Pour nous résumer sur cette première question d’un impôt direct sur les dividendes des actions industrielles, nous dirons :

Que c’est après tout un impôt sur le revenu, seulement inéquitablement établi, puisqu’il ne frappe que sur les associations de capitaux, sans atteindre les industries semblables à celles exploitées par les associations : c’est donc en définitive un impôt contre l’association ;

Que pour les grandes entreprises qui existent en vertu d’actes de concession, c’est-à-dire de contrats passés entre l’état et des particuliers, l’impôt direct sur le dividende a de plus l’immense inconvénient d’être une diminution du prix stipulé, et ainsi une profonde altération du contrat, sans le consentement d’une des parties ;

Enfin que l’impôt direct a pour conséquence immédiate d’opérer une dépréciation considérable dans la valeur du capital engagé aujourd’hui dans les entreprises industrielles, et cela au grand détriment de la fortune publique.
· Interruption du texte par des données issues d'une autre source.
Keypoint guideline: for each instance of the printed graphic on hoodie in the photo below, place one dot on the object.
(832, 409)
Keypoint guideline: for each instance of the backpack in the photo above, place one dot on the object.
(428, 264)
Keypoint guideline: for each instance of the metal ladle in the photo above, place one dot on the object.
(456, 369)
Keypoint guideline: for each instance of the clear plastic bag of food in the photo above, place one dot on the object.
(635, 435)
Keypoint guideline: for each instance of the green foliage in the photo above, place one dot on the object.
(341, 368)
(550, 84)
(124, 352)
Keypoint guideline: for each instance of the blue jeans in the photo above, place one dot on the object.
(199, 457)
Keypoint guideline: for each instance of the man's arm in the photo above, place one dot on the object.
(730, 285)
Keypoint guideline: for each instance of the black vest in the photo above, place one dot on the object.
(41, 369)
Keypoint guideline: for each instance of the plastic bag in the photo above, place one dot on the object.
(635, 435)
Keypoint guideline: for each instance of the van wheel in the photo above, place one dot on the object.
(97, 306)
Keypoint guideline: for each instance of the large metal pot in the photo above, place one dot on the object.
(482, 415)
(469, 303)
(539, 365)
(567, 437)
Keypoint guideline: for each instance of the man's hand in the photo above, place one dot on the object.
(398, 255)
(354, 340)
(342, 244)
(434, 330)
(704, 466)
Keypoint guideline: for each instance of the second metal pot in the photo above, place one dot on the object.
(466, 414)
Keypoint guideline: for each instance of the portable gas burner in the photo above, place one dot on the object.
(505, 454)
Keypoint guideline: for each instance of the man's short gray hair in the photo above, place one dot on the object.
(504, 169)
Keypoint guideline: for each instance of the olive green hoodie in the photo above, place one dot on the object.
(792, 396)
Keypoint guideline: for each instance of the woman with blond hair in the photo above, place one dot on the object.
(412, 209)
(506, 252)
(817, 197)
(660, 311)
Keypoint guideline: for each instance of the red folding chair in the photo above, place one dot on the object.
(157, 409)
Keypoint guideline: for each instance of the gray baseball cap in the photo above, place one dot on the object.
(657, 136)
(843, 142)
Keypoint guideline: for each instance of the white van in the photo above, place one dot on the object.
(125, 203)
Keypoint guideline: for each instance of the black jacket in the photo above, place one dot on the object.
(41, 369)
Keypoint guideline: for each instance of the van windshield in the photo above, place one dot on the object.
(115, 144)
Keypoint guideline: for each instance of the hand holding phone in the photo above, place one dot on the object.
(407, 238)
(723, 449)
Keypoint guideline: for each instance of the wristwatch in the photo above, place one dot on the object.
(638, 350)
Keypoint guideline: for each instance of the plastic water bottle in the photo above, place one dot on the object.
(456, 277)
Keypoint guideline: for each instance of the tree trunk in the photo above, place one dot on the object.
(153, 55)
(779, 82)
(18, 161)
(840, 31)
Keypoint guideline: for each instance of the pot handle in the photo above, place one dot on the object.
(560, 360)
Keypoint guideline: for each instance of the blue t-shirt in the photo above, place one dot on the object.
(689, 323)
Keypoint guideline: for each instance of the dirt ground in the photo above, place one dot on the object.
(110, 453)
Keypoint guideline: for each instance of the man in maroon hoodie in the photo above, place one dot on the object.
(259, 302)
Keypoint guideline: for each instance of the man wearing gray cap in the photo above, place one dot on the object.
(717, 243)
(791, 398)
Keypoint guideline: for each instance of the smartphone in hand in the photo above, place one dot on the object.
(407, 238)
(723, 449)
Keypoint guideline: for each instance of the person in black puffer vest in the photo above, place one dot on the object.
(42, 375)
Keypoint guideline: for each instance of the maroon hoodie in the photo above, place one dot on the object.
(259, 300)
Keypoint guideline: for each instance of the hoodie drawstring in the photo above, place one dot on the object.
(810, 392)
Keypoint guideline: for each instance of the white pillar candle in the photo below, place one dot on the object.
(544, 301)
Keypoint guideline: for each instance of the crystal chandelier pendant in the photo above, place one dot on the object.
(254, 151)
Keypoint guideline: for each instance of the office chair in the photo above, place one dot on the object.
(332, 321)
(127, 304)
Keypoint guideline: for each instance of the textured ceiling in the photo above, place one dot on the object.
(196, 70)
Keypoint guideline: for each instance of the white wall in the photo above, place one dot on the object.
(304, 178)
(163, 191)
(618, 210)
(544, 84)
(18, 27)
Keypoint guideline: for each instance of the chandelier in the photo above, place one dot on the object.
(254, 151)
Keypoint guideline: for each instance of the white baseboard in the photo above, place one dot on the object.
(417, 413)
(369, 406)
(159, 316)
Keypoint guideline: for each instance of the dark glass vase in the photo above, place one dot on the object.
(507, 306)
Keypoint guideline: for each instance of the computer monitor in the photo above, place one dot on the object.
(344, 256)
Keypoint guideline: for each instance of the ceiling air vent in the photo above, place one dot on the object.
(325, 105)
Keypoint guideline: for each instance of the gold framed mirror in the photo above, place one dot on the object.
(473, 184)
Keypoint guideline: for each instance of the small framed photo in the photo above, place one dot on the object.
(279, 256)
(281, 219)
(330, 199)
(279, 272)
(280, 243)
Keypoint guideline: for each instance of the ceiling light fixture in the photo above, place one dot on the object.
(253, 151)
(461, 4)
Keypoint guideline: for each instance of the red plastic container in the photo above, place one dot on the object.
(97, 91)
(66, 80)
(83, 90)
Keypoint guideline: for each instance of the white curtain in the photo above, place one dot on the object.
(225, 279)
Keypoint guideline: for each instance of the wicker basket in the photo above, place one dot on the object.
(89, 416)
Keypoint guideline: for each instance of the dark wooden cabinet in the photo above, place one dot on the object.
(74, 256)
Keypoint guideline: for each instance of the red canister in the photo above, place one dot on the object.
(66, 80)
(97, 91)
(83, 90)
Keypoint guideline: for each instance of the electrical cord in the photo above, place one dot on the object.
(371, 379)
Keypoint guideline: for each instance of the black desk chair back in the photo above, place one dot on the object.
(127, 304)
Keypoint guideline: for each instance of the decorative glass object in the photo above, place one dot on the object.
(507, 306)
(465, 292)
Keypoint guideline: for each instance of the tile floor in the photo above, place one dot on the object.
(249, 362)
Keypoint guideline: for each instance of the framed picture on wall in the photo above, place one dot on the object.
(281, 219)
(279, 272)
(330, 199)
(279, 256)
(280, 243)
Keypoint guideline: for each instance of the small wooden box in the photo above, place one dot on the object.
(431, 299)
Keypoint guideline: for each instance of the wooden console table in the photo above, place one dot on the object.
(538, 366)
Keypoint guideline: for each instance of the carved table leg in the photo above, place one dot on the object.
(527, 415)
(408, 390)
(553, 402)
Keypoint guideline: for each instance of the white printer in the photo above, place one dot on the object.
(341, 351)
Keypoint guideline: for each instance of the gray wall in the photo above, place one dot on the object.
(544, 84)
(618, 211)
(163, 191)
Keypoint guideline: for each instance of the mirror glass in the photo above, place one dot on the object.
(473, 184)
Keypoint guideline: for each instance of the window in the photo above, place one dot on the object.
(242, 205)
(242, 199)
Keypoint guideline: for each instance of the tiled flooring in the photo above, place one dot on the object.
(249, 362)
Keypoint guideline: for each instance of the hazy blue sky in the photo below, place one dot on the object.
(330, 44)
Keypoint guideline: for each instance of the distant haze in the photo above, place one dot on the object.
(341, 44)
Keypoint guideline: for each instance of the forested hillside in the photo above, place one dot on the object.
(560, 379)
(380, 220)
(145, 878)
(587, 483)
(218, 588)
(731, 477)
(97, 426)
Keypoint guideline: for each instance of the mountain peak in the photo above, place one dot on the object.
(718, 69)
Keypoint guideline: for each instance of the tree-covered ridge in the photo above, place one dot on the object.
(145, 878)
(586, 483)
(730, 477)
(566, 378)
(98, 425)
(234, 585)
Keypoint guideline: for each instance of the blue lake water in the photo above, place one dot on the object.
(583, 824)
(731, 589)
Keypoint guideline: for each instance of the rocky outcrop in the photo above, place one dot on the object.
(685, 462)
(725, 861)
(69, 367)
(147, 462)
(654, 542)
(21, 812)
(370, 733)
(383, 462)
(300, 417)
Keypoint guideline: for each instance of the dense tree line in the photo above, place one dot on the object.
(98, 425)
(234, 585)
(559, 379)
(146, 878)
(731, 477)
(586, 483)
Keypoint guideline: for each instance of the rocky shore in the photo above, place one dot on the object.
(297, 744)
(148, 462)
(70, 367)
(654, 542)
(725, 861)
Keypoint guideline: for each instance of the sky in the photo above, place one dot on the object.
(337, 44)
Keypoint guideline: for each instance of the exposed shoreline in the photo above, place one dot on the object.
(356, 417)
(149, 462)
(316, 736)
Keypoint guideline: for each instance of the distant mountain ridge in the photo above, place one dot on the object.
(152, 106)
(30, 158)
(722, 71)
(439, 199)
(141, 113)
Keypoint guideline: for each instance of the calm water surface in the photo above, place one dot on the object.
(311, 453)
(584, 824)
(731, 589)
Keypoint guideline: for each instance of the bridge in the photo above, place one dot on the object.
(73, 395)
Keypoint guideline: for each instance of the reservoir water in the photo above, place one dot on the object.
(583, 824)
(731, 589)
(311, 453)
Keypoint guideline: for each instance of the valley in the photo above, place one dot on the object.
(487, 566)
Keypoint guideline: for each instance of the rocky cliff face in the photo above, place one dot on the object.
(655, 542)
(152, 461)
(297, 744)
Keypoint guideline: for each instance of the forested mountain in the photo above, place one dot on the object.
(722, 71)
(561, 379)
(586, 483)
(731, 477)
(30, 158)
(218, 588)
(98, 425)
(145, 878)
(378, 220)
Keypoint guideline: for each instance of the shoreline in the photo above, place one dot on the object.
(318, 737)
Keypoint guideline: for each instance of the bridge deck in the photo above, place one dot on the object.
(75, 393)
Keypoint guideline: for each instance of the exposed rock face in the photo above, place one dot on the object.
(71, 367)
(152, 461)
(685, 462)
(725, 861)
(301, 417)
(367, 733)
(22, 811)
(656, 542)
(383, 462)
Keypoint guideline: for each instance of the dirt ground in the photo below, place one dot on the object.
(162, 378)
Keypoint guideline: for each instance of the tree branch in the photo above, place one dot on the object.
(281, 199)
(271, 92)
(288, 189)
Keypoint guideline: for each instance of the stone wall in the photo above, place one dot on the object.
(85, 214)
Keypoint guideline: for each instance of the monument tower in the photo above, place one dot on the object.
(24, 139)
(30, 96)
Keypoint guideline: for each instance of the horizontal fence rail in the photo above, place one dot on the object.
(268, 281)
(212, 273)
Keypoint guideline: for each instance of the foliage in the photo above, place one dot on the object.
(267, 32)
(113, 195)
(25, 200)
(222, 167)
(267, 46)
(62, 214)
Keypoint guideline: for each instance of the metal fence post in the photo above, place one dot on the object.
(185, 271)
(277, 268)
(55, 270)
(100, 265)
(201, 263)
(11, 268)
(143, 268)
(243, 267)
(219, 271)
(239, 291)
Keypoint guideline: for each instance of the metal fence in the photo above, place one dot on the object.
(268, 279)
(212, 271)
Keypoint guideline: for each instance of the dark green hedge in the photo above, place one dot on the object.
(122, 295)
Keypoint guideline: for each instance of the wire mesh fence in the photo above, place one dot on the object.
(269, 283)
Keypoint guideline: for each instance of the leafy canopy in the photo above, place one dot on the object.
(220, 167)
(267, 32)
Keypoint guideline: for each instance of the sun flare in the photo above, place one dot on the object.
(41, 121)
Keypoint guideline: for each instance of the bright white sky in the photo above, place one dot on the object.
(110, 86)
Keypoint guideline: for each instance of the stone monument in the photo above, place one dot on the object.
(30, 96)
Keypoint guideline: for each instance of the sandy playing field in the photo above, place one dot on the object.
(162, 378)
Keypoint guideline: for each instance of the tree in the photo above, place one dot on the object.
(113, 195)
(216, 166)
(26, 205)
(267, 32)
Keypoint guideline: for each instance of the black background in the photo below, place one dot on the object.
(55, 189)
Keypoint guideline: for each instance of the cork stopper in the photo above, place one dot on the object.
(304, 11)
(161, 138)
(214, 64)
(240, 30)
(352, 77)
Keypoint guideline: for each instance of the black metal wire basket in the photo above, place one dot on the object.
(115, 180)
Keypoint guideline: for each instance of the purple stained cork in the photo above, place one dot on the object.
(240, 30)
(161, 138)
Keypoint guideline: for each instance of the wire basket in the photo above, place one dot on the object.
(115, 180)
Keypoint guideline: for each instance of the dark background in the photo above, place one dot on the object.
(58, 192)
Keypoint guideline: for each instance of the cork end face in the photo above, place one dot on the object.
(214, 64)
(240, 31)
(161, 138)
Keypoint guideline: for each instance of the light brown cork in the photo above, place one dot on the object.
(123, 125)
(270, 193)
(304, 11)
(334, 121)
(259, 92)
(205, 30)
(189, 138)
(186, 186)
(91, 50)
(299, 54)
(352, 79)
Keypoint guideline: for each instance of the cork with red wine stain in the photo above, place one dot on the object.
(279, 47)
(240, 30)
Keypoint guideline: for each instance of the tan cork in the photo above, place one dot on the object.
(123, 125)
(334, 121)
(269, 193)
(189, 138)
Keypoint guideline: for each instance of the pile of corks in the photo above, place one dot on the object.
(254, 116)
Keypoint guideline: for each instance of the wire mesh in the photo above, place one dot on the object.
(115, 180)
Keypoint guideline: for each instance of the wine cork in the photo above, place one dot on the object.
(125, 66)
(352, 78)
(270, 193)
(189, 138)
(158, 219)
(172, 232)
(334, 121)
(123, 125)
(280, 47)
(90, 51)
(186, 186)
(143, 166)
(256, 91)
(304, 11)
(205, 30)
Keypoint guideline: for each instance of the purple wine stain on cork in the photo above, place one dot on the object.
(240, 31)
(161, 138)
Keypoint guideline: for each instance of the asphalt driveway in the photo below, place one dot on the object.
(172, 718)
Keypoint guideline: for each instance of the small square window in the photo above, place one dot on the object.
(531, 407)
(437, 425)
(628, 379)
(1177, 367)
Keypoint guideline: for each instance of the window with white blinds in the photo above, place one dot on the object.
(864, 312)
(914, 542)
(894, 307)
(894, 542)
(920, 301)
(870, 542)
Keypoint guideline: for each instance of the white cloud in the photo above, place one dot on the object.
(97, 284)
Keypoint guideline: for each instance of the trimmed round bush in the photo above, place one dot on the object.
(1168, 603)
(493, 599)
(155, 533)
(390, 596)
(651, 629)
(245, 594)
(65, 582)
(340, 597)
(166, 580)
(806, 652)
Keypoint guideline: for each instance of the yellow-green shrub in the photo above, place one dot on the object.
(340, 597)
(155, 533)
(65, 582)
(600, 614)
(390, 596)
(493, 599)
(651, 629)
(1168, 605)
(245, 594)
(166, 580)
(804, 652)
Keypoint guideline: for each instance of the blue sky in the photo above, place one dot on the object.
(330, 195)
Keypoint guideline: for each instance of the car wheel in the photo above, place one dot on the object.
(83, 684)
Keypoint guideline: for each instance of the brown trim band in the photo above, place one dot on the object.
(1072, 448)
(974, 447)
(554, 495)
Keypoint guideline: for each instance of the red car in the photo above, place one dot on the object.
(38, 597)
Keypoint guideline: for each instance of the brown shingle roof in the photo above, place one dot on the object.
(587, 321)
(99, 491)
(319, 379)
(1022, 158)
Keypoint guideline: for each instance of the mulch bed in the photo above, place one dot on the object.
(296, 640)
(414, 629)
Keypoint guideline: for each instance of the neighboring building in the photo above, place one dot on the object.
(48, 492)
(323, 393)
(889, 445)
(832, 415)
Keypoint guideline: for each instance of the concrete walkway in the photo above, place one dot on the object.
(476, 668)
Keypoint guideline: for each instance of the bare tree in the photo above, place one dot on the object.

II. – DU DROIT DE MUTATION.

Si l’impôt direct sur le dividende des valeurs mobilières est contraire au principe d’égalité ; si, pour les sociétés formées par suite d’actes de concession, il est de plus une profonde altération du contrat ; s’il est dangereux pour la fortune publique, n’est-ce pas au contraire rentrer dans l’application d’un principe général de nos lois d’impôt que de soumettre ces valeurs, quelle qu’en puisse être la forme, à un droit de mutation ? Nous répondrons, sans hésiter, que l’établissement d’un droit de mutation est à nos yeux parfaitement légal, qu’il ne blesse pas les principes au nom desquels nous

  1. Si l’on suppose que l’impôt produise 30 millions, c’est une dépréciation immédiate de 600 millions dans les valeurs industrielles qui circulent, c’est-à-dire dans le capital industriel du pays, sans compter même la dépréciation résultant des craintes d’un accroissement ultérieur d’impôts.